En ce sens, le discours confère au site un statut de sacralité : cet événement permet en quelque sorte d’inaugurer le lieu en tant que symbole, non seulement comme un site historique, mais également comme porteur d’un système de valeurs. D’autant plus que l’événement – et les valeurs qui y sont partagées – sont décrits comme importants pour le futur : « I would like to thank the people who have organized this event, this is going to be very important for our children. Our children have to see that there needs to be peace with one another » (Weetaluktuk dans Kunuk et Diamond, 2013).
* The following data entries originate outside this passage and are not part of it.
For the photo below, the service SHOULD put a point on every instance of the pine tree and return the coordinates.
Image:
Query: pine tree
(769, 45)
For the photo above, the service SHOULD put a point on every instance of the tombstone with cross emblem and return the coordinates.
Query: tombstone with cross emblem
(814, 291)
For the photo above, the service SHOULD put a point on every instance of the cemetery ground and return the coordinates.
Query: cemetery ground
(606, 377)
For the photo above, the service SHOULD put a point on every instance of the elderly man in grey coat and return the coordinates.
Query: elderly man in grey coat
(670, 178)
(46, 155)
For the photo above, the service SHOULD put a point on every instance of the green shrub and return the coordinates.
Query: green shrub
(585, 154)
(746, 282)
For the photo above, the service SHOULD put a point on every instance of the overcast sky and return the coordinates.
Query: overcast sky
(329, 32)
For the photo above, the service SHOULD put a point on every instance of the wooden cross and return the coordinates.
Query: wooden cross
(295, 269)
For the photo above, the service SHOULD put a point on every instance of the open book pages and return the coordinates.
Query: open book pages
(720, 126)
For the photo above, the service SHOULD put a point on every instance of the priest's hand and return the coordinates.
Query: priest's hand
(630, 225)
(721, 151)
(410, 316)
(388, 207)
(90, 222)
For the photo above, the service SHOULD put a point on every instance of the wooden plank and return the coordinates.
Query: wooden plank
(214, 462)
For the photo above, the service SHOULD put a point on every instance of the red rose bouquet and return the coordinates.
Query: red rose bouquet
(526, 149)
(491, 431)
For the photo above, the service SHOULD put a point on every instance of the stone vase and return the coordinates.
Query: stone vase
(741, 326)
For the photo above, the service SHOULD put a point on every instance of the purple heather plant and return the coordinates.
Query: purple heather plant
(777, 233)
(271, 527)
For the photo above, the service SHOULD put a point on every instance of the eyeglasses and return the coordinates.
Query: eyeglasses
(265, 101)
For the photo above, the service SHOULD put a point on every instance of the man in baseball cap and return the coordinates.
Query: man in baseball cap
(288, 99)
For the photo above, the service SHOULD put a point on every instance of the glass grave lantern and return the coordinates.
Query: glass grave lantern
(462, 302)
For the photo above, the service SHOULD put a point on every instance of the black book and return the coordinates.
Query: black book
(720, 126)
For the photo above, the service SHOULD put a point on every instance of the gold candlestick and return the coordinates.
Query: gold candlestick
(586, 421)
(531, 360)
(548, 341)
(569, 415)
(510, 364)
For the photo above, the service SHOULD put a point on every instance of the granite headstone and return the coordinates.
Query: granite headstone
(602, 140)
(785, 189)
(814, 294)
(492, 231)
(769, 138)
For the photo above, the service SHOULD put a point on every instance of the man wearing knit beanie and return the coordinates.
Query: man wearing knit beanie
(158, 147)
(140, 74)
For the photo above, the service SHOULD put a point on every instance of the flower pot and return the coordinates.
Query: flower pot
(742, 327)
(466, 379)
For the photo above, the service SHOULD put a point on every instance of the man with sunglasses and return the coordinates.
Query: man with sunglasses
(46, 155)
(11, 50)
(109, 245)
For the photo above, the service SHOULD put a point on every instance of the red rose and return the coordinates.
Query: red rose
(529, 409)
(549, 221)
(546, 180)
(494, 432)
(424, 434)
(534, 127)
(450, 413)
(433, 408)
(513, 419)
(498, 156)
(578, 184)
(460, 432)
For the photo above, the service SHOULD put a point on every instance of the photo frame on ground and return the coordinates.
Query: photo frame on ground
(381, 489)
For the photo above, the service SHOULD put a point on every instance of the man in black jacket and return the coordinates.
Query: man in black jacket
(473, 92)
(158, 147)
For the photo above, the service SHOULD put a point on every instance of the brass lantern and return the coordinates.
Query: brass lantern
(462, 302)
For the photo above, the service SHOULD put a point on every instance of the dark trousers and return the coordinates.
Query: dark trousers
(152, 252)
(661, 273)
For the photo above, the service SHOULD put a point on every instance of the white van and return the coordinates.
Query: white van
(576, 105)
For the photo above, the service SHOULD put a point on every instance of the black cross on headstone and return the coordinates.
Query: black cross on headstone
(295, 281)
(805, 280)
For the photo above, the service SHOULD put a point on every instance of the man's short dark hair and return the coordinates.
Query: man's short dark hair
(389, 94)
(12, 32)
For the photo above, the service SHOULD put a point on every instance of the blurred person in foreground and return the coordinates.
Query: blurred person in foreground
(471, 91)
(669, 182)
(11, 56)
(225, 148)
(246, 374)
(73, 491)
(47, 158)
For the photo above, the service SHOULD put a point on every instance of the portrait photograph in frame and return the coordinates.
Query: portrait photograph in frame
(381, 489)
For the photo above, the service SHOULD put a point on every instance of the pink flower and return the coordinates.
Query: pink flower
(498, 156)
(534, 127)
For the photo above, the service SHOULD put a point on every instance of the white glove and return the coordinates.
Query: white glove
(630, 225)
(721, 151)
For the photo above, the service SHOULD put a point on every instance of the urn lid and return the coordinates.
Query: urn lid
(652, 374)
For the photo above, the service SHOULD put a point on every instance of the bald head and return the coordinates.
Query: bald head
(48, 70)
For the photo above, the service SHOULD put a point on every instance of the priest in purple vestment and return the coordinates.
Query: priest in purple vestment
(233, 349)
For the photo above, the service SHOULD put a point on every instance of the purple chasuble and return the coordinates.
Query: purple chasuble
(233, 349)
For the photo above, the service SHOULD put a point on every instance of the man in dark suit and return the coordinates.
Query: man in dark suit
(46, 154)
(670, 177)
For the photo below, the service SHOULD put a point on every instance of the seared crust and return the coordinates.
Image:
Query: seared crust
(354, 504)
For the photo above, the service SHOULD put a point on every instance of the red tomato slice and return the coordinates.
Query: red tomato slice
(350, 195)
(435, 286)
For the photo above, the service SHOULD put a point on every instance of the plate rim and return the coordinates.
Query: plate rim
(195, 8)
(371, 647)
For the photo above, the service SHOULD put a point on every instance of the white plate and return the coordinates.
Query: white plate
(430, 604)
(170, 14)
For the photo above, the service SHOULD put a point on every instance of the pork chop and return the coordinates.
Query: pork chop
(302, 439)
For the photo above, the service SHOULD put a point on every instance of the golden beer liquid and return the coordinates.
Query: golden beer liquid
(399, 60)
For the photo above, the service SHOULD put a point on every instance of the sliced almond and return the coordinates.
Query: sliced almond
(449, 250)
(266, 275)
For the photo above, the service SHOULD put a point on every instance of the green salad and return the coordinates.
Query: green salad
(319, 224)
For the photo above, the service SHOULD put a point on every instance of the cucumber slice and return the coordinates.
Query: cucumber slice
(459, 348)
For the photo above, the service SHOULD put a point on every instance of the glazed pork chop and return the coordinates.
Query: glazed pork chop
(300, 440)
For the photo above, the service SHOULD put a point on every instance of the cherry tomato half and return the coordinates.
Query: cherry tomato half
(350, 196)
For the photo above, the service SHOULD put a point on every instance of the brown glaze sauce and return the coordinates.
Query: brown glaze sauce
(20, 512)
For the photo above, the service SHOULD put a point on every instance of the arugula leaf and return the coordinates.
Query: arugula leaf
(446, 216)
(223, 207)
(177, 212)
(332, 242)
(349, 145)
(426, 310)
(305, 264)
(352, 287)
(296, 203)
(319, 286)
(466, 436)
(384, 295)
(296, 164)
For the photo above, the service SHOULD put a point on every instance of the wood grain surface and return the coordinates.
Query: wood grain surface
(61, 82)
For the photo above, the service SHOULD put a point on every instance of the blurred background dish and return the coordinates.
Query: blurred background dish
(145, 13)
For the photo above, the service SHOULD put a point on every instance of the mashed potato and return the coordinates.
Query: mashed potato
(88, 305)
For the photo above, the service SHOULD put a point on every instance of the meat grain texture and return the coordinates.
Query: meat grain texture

Rappelons le contexte dans lequel s’inscrivent ces événements. Nous avons identifié la période 2008 à 2012 comme marquée par une augmentation des discours portant sur la rivière Nastapoka, et ce principalement sur la valeur paysagère du site à son embouchure. Or, le Plan directeur provisoire publié en 2008 mentionnait clairement qu’aucun site sacré n’avait pu être identifié lors des enquêtes (MDDEP, 2008a : 17). À cet effet, la cérémonie de 2011 et la sacralisation du site à l’embouchure de la Nastapoka permet de répondre directement à cette affirmation. Motivée par un sentiment de perte – dans ce cas-ci, l’exclusion du site aux limites du parc national et les plans de développement hydroélectrique – la mise en patrimoine se définit par une valorisation par les discours d’un élément associé au passé, reconnu dans le présent comme méritant d’être conservé pour l’avenir. Ainsi, la réunion commémorative de 2011 peut être comprise comme un discours, soit une manière de signifier, visant l’inscription du site de la chute Nastapoka comme un lieu patrimonial, justifiant ainsi sa conservation en l’intégrant aux limites du projet de parc national.

Conclusion

Ce chapitre visait à présenter une analyse exhaustive des discours prononcés lors des audiences publiques tenues à Umiujaq et Whapmagoostui-Kuujuarapik en juin 2008, au cours desquelles trois groupes d’intervenants se sont prononcés, soit les populations locales, les non-bénéficiaires et enfin les groupes scientifiques et environnementaux. La majorité des interventions ont appuyé la création du parc et l’inclusion du bassin versant de la rivière Nastapoka dans ses limites, quoique pour des

considérations différentes. Les audiences publiques de 2008 voient par ailleurs l’apparition d’un argument patrimonial pour l’inclusion de la rivière Nastapoka dans ses limites, argument qui se verra consolidé entre 2008 et 2012 par les discours médiatiques, de même que par la tenue d’une cérémonie de rétablissement de la paix en 2011 au pied de la chute Nastapoka, conférant au site un statut symbolique et historique, un événement que nous interprétons comme un important jalon quant à la construction de la représentation de la rivière Nastapoka comme ayant des valeurs patrimoniales.